Abstract

Britta Sjogren's search for feminine subjectivity as a ‘positive structuring element’ in 1940s films rather than as a ‘subversive thread’ (p. 2) may, from the outset, seem like a rather ambitious task. Especially when considering her avowed intent to ‘question, refute, and rebut some strongly entrenched theoretical assumptions that have led many feminist (and other) critics to dismiss Hollywood films as invariably and monolithically “male-centred”’. Describing the ways in which this system caters ‘to a phallocentric gaze alone, as occluding the feminine, and as containing the woman, and her desire, not only within images that objectify her, but also inside narrative structures that construct and oppress her subjectivity and point of view’ (p. 1), Sjogren's approach theorizes an alternative discourse, one that privileges sound over image.
The necessity of engaging with some heavy theoretical territory soon becomes clear if Sjogren's search for a feminine subjectivity within classical Hollywood films is to be a success. That she is qualified for the job is never in question. As a feminist filmmaker she certainly knows how sound works in film and soon proves herself more than capable of applying that practical knowledge to a theoretical investigation into the female voice in 1940s Hollywood films. Particularly those that contain a voiceover – or voice-off as she calls it – as examples of how ‘the voice offers another perspective, a subject placement that allows for multiple subjectivities, rather than “centering” just One’ (p. 10).
While acknowledging a huge debt to Kaja Silverman and Mary Ann Doane for their work on the female voice in film, Sjogren takes issue with the demarcations they apply and suggests that the very hierarchies Doane and Silverman impose onto the voice in film ‘[invites] us to forget the alterity that is always present’ (p. 7). Sjogren's project here is to refer to these ‘very taxonomies’ throughout the book as ‘particularly useful in helping to “visualize” aspects of the voice's multiple spatiality in relation to imaged space’ in her effort to ‘preserve and foreground’ this otherness, this ‘residue of difference and plurality of which the voice speaks’ (p. 7).
What follows is a meticulous investigation into sound in film. Sjogren critiques the privileging of image over sound as innately flawed, arguing that theorists may have come to some kind of consensus regarding the ‘heterogeneity sound presents to image’ (p. 10) but that they fall into either one of two camps. The first in which sound is assumed to be just like the image, ‘though subservient to it in many ways’ or, the second with sound ‘posing a potentially radical difference … viewed as constrained by being embedded within the image’ (p. 11). The main problem for Sjogren is that both camps fail to release sound from its inferior relationship to the image. In her words, ‘For all these theorists, cinema is, indeed, primarily a visual art’ (p. 11).

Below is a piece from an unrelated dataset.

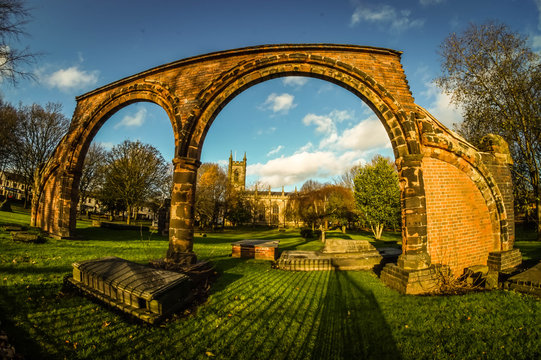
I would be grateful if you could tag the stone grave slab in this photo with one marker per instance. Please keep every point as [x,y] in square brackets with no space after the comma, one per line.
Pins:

For me this is the major problem with Sjogren's work. Despite the fact that she should be applauded for keeping ‘an open mind about the possibility for any voice – embodied or not – to speak of the feminine’ (p. 9) and releasing sound from its neglected status in film theory, I found the book laboured in places. As if, in order to release sound from its very embeddedness in the image, Sjogren, at times, overstates her case. As much as her reading of the voice-off in 1940s films opens up and theorizes female subjectivity to a more feminist interpretation, I worry that her intention to overthrow the primacy of the visual in film studies was problematic in itself, adding another ‘bias’ to those she was attempting to overcome. Regardless of how excited I was at the outset of Sjogren's book and the importance of her intervention for feminist film theory, I found myself sympathizing with those theorists that insist that cinema is, by its very nature, first and foremost a visual art.
Her study of the main films in question, Letter to an Unknown Woman (Max Ophuls, 1948), Secret Behind the Door (Fritz Lang, 1948) and A Letter to Three Wives (Joseph L. Mankiewicz, 1949) is insightful and her application of the ‘metapsychology of the voice-off is useful for a renewed understanding of how sound works in film and how a feminine subjectivity can be theorized. But, as useful as her intervention in feminist film theory is, particularly in the relatively under-theorized area of sound in film, I do wonder if Sjogren would be better moving beyond films of the 1940s. The author herself posits this thought when, in interrogating and problematizing Silverman's theories of the voice-off she ponders: ‘it would seem that some hope yet remains for the female voice-off, which, in the right hands, still has something to offer the female spectator (or filmmaker)’ (p. 49). My hope is that Sjogren will (continue to) utilize her theories not only in her own filmmaking but also in analysing more modern texts.
Into the Vortex is definitely a book worth reading, a useful intervention in the field of sound in cinema and, despite my reservations, one I would recommend for inclusion on University reading lists.